Aussie teen chases entrepreneurial dreams with $200 earned at Macca’s and Subway
MEET Zac Darch, the Aussie teen who’s about to flip his first business for a tidy five-figure sum. And he got started with just $200.
MEET Zac Darch, the Brisbane teen who was never going to take the path most travelled.
While his peers are starting uni or exploring the world on their gap years, Darch is poised to flip his first company as a techpreneur.
Two years after launching a prototype with $200 earned slogging it out as a fast food slave, Darch’s travel auction website Flight Penny was listed for sale on Flippa.
That’s the online marketplace where entrepreneurs trade in start-ups — like Ship Your Enemies Glitter, which earned its 22-year-old Australian founder Matthew Carpenter a whopping $118,540 (US$85,000) just two weeks after launching the site he started “as a joke” in January.
Darch’s project is a little more carefully thought out and he believes it’s primed to crack the big time.
If he’s right, he could be looking at a five-figure payout later this week — not bad for a project he started with a school mate when the pair were just 16-years-old.
The high school graduate told news.com.au he enrolled at university briefly earlier this year, but pulled out to devote himself to the entrepreneurial life.
“My excitement and ideas for FlightPenny took over,” he said.
“I know how big this could become. I feel that business really is my passion and who I am.”
Darch said the site could soon reach a tipping point in user numbers that could pave the way for an international expansion.
Like eBay for travellers, Flight Penny combines cheap airfares with an element of chance that makes it possible to fly to Bora Bora, India, Fiji, Bali, The Philippines or New Zealand for the price of a cut lunch.
One cent bids are placed on flight packages for two people, and while the winner takes all, the losers forfeit the cost of playing — levied at $1 for each bid.
This bidding fee is retained by Flight Penny, meaning the company can make a profit on the flights sold, depending on how many bidders participate.
After starting out with his school mate Jonathan Shearman, who left to pursue a separate venture, Darch went looking for an investor to bankroll the project’s next phase.
“I was working in Grade 11 at two part-time jobs at Subway and McDonalds and funnelling any cash I could into the business,” he said.
“We built the prototype just to test the market, to see if people wanted it. So we spent $200 on a basic website, then we started looking at what features the site needed to have.”
Darch spent his last year of high school writing an in-depth business plan in his spare time, then pitched it to angel investors.
“At 17, you can’t go to the bank and ask for money — they’ll just shut the door on you,” he said.
Out of nine interested parties, he struck a deal with a 25-year-old defence force professional who took an equal 50 per cent share of the business.
“Getting a shareholder on board was a big step,” Darch said.

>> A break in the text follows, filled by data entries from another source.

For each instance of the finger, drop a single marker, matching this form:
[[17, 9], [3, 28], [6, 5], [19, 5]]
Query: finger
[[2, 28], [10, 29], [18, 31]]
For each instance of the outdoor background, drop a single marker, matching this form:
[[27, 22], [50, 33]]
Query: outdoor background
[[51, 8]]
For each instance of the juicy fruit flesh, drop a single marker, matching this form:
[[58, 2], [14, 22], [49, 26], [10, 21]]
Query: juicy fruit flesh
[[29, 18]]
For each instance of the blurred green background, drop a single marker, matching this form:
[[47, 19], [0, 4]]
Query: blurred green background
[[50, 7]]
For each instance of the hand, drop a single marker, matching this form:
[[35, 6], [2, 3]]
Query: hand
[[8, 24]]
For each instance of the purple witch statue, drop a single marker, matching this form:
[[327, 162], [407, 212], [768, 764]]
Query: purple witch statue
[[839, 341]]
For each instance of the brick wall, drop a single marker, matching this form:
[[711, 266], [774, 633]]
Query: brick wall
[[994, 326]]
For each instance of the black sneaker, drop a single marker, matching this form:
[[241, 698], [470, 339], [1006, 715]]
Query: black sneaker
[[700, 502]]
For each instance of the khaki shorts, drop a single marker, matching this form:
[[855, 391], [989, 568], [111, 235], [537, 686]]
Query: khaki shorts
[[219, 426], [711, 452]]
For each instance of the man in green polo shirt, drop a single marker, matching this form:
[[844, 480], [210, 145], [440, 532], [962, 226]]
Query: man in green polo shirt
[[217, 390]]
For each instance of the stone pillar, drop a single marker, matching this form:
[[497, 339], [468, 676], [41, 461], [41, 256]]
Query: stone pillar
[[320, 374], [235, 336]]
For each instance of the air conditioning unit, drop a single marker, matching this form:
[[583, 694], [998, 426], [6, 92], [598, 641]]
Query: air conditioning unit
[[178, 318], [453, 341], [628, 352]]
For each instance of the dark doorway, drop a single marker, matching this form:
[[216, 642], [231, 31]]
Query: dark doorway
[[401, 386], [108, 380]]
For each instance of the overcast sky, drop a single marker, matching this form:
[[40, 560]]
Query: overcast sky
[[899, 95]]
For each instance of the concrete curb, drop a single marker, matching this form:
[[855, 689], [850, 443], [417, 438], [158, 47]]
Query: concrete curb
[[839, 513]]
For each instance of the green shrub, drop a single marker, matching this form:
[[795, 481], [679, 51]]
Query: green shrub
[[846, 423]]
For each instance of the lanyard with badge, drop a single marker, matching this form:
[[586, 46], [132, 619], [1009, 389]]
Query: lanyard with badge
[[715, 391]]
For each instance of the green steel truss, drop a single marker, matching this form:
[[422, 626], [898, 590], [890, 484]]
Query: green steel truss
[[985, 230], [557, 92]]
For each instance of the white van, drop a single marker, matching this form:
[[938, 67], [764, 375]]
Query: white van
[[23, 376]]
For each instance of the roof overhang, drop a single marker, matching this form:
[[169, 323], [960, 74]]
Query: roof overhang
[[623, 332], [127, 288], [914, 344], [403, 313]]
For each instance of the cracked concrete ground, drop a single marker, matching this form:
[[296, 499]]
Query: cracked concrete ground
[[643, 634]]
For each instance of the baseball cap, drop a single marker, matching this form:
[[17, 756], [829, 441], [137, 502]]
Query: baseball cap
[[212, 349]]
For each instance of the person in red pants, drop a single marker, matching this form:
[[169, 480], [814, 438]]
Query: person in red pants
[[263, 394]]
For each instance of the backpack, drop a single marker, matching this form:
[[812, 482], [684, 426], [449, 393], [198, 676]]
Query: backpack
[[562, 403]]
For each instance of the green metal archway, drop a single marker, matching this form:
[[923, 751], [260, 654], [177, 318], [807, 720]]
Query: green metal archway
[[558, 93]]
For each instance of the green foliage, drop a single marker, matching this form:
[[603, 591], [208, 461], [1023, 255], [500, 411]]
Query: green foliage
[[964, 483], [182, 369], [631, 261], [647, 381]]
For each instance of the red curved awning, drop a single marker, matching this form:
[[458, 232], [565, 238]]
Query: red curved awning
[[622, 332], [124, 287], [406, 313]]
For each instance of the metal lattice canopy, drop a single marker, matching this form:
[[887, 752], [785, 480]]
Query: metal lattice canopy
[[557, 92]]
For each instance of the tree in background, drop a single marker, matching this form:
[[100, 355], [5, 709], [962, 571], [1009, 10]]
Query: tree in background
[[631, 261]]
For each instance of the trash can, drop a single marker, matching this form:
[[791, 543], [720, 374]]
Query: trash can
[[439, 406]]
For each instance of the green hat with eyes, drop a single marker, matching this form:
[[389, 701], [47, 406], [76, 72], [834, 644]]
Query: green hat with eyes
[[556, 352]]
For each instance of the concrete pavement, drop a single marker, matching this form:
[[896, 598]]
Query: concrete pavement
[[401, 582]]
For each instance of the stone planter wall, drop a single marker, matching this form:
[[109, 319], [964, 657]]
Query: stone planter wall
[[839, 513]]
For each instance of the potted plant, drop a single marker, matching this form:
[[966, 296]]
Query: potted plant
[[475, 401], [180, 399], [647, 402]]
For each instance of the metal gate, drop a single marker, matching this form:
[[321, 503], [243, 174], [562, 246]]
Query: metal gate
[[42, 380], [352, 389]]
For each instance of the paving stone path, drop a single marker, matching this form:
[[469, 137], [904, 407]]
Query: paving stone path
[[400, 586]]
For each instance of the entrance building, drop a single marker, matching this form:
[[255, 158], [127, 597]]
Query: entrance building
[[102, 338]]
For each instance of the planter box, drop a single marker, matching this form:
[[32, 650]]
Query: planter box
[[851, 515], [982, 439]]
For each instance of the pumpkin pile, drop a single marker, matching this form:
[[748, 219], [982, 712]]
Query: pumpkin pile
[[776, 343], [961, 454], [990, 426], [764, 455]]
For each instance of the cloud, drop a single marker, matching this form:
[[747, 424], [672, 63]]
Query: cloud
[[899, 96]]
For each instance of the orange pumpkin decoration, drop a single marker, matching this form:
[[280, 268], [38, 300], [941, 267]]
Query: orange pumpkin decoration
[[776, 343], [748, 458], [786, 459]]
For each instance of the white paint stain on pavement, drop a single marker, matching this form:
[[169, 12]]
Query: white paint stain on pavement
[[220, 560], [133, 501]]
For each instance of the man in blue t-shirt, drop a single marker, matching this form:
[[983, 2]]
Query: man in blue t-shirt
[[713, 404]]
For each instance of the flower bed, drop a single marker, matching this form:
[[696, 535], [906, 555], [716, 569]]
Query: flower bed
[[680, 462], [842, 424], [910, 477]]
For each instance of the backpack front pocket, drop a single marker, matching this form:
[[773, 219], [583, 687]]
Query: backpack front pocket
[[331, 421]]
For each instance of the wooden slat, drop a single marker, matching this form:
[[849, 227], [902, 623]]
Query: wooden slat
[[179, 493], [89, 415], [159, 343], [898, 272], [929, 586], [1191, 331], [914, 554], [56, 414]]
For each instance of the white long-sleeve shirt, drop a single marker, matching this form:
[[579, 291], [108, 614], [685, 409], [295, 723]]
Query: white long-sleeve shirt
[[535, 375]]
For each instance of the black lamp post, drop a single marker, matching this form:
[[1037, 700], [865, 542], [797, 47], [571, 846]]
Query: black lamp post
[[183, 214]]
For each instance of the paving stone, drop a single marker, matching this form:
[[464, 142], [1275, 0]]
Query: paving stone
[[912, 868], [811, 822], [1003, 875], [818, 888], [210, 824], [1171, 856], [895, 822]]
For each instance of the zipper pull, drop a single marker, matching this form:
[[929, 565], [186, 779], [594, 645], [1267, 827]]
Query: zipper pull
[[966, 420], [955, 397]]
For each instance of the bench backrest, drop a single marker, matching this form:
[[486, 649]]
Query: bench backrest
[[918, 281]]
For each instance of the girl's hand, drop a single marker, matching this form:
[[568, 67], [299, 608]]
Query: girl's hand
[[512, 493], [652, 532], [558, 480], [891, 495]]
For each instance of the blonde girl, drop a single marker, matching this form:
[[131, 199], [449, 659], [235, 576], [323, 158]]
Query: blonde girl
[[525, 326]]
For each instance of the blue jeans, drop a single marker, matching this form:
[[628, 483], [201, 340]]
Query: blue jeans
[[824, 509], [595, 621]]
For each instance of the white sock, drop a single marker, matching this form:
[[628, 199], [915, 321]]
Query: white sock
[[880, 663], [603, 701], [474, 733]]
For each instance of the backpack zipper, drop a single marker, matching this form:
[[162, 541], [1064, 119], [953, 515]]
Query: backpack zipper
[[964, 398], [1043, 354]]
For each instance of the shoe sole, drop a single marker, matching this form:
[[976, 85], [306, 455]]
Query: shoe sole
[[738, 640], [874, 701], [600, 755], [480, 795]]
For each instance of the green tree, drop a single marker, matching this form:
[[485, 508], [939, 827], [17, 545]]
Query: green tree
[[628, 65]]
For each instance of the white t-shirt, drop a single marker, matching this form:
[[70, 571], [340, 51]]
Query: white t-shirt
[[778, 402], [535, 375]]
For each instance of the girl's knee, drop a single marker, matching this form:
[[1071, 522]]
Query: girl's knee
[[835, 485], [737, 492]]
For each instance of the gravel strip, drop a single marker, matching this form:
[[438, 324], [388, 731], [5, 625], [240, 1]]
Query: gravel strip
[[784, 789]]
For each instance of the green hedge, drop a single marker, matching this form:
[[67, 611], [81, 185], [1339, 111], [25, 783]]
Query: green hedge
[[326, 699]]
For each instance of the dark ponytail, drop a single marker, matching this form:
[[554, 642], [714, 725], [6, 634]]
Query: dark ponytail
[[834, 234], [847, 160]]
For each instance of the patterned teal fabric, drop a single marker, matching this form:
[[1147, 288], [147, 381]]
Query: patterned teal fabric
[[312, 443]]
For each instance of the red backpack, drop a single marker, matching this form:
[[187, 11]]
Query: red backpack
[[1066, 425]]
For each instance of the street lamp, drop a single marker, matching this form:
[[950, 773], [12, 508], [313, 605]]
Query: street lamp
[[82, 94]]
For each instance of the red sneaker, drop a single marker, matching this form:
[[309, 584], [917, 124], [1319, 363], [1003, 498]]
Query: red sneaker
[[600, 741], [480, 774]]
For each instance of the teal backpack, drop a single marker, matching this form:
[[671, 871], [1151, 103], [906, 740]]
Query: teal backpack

“Marcus has really been a good support, and it’s good to have someone slightly older than me on the board to look up to.”
Darch is adamant that the business can succeed, with its new, mobile-friendly website and features to give bidders more certainty.
A major innovation is that losing bidders can reclaim their bid fees towards the retail price of a flight to the destination they were shooting for, within two days of the auction.
Darch argued that this meant it was “impossible to lose” on the site, billed as a “fun and interactive” way to plan a holiday.
“So if you place 100 bids on a Brisbane to Sydney flight worth $200, and you spend $100 on bids but you don’t win then, if you wish to buy that flight, you can use the $100 towards the ticket,” Darch said. “It’s a risk-free option.”
Also new is a commitment to donate 10 per cent of the end price of every auction, and each bidding pack sold, to Unicef’s Champions for Children Syrian Refugee Fund.
Users buy packs of bids starting through PayPal, with five free bids for new users and incentives to buy larger bidding packages.
Darch has an agreement with STA Travel, and users are taken to the STA website to process their bookings.
Potential future promotions include a loyalty rewards program that would allow bidders to earn “PennyPoints” towards iPads, around-the-world trips, gift cards and charity donations.
“It’s very scaleable,” Darch said.
With five days to go on the Flippa sale, we’ll soon see what the market has to say about that.
Challenges faced by penny auction sites in the past have included disgruntled customers and criticism over marketing practices, with some arguing that “most people necessarily have to lose money for the model to work”.